For broader training programs such as in-person workshops, a weekly training series, etc. we're looking at trends over time. We went through a big growth phase at Toast in our sales team over the past few years, and we were able to continuously improve sales productivity despite dropping tenure and adding lots of new reps. We took this, in addition to feedback from sales, as an indicator that generally our enablement was working.
Q: I’m keen to get the most from my partner enablement content. How do you repurpose content you've created for your largest partners to your mid-market partners?
Toast also has an awesome Resource Center. What are the most effective ways to drive traffic to these tools? How do you measure the success of the Resource Center as a whole as well as the effectiveness of the content? Anything other than downloads and views?
A: On the partner front, we create a lot of content that isn't partner-specific, or can be easily repurposed from partner to partner, by swapping a logo, for example.

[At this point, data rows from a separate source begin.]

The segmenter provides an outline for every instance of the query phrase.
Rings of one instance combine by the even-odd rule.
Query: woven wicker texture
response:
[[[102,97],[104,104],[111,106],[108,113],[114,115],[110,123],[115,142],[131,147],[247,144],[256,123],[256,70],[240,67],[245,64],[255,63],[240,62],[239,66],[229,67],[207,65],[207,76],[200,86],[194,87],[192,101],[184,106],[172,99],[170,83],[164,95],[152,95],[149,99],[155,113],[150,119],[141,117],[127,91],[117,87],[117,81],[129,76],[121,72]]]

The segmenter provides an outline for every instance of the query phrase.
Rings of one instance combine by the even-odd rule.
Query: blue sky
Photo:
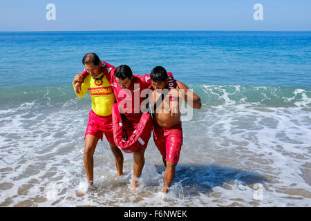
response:
[[[48,3],[56,20],[48,21]],[[254,21],[255,3],[263,20]],[[311,30],[310,0],[2,1],[0,31]]]

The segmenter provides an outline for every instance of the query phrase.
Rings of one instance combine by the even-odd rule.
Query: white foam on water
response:
[[[124,175],[117,177],[105,139],[94,155],[94,189],[87,191],[83,137],[88,110],[79,110],[75,99],[57,108],[34,102],[1,110],[0,204],[311,206],[304,174],[311,148],[305,91],[295,90],[301,102],[284,108],[230,100],[240,90],[219,90],[215,96],[225,101],[223,104],[204,104],[192,121],[183,122],[184,144],[166,195],[161,193],[164,167],[152,137],[136,193],[130,189],[132,155],[124,153]]]

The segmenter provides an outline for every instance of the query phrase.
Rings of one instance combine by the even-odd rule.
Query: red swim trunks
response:
[[[165,160],[177,165],[182,145],[182,124],[170,128],[153,126],[153,140]]]
[[[112,125],[112,115],[105,117],[99,116],[91,110],[84,139],[88,134],[90,134],[102,140],[103,133],[104,133],[108,142],[115,144]]]
[[[132,135],[133,133],[134,133],[134,131],[136,130],[138,123],[140,122],[140,117],[141,115],[140,114],[134,114],[128,116],[124,116],[124,115],[122,115],[122,117],[123,126],[124,127],[124,129],[126,132],[128,138],[130,137]],[[151,136],[151,134],[150,134],[149,138]],[[142,146],[142,148],[146,148],[147,147],[149,138]]]

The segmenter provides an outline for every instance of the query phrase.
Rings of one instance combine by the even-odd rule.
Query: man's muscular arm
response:
[[[77,74],[73,79],[73,84],[75,86],[75,93],[79,94],[81,92],[81,85],[82,85],[84,78],[88,75],[86,70],[84,70],[81,74]]]
[[[176,81],[178,91],[178,97],[183,97],[185,102],[190,105],[193,108],[200,109],[202,107],[201,99],[200,97],[193,93],[184,83]],[[191,102],[192,100],[192,102]]]

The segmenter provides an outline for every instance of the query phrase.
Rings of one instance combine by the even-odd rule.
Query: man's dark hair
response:
[[[167,73],[164,68],[161,66],[156,66],[152,69],[150,73],[150,78],[151,81],[165,81],[167,79]]]
[[[131,68],[127,65],[122,64],[117,68],[115,70],[115,77],[117,77],[122,80],[124,80],[126,77],[131,79],[133,76],[132,70]]]
[[[94,65],[98,66],[100,64],[100,58],[95,53],[87,53],[83,57],[82,59],[82,63],[84,65],[93,63]]]

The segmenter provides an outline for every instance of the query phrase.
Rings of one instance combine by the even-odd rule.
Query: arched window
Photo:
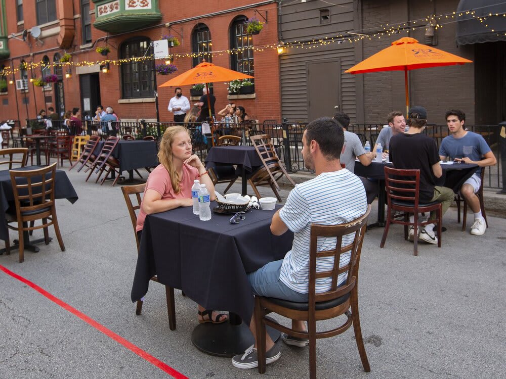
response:
[[[61,56],[60,55],[59,53],[57,53],[55,54],[54,57],[53,57],[53,62],[54,63],[56,63],[60,62],[60,59],[61,58]],[[62,79],[63,77],[63,69],[62,66],[60,65],[54,64],[53,66],[53,72],[55,73],[55,75],[58,75],[58,78]]]
[[[245,16],[236,17],[230,27],[230,48],[239,49],[236,54],[231,54],[231,68],[239,72],[254,76],[253,37],[246,31]]]
[[[141,37],[129,40],[119,49],[120,59],[144,55],[150,40]],[[123,99],[152,97],[154,96],[154,74],[152,60],[130,61],[121,65],[121,79]]]
[[[194,67],[201,63],[203,58],[205,58],[206,62],[213,61],[211,55],[205,54],[210,53],[213,46],[211,32],[205,24],[199,23],[193,28],[191,34],[191,45],[192,52],[199,53],[198,56],[193,58]]]

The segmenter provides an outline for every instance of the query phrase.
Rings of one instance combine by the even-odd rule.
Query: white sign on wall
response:
[[[163,59],[168,56],[168,41],[160,39],[155,41],[154,44],[155,59]]]

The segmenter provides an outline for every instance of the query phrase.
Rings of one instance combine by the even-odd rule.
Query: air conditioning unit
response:
[[[27,79],[18,79],[16,81],[16,89],[28,89],[28,80]]]

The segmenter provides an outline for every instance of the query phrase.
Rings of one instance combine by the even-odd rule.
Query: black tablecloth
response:
[[[16,168],[16,170],[34,170],[40,168],[37,166],[30,166],[23,168]],[[55,198],[66,199],[72,204],[77,201],[77,194],[72,185],[72,183],[67,176],[67,173],[60,170],[56,170],[55,177]],[[0,240],[5,241],[9,235],[7,224],[6,222],[5,213],[10,206],[13,206],[14,194],[12,192],[12,185],[9,170],[0,171]]]
[[[250,172],[262,165],[252,146],[215,146],[209,151],[205,162],[208,166],[212,163],[240,165]]]
[[[385,166],[393,167],[392,163],[380,163],[373,161],[369,166],[363,166],[360,162],[355,162],[355,173],[359,176],[372,179],[385,179]],[[454,192],[460,189],[462,183],[471,177],[478,169],[478,165],[468,163],[454,163],[441,165],[443,175],[436,180],[436,185],[451,188]]]
[[[100,153],[104,143],[104,141],[99,142],[93,152],[95,155],[98,156]],[[120,140],[111,155],[119,161],[119,170],[122,172],[134,168],[158,166],[157,153],[155,141]]]
[[[211,203],[212,209],[216,206]],[[182,289],[206,309],[230,311],[249,323],[254,302],[246,273],[283,258],[291,248],[291,232],[271,232],[275,211],[248,211],[239,224],[230,223],[233,215],[214,213],[210,221],[201,221],[191,207],[148,215],[132,301],[146,294],[156,274],[160,283]]]

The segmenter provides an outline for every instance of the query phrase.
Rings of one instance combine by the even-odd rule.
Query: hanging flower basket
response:
[[[160,37],[160,39],[166,39],[167,41],[168,42],[168,47],[170,48],[179,46],[181,44],[178,37],[173,35],[162,35]]]
[[[160,75],[169,75],[178,71],[175,65],[166,65],[162,63],[155,66],[155,71]]]
[[[95,49],[95,51],[102,55],[105,56],[109,53],[111,50],[107,46],[99,46]]]
[[[246,22],[246,32],[248,34],[258,34],[264,28],[264,23],[258,18],[251,17]]]
[[[46,75],[43,80],[45,83],[56,83],[58,81],[58,76],[54,74]]]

A lot of what we do is enable our partners the same way we enable our sales team - with weekly updates on new assets, new product launches, promotions, etc. so they feel in the loop on what's happening at Toast. We only build custom stuff for a handful of big strategic partners, who get dedicated marketing support. This is all laid out in our tiered partner program, so it's clear from the start - a lot of our partners work with us because of our GTM muscle, so they get more GTM support as they grow with Toast.
Most assets in our Resource Center are created for a certain campaign or use case outside of the resource center first. So, their primary measurement is MELs (marketing engaged leads) generated by them. You'll notice most of the assets are gated. Once they're created, we aggregate them in the resource center as a secondary place to put them so that our customers and prospects can see them all in one place. A lot of restaurants know Toast because of our content program first, and then of course hopefully go on to become customers!
Q: How are you making sure your enablement content is leading to engagement? How are you thinking about ToastNow and TakeOut/Delivery in the context of engagement on behalf of your partners?
A: One of the metrics we look at a lot is the adoption of certain product lines by rep. We see a lot of variation among our team as far as who is leveraging certain add-ons, financing, partner products, etc. and so this is one way we focus our enablement and measure its success.
We might have reps that are good at selling a particular solution or partnership share ideas with those who haven't adopted it yet. For example, as a follow-up to introducing a new product.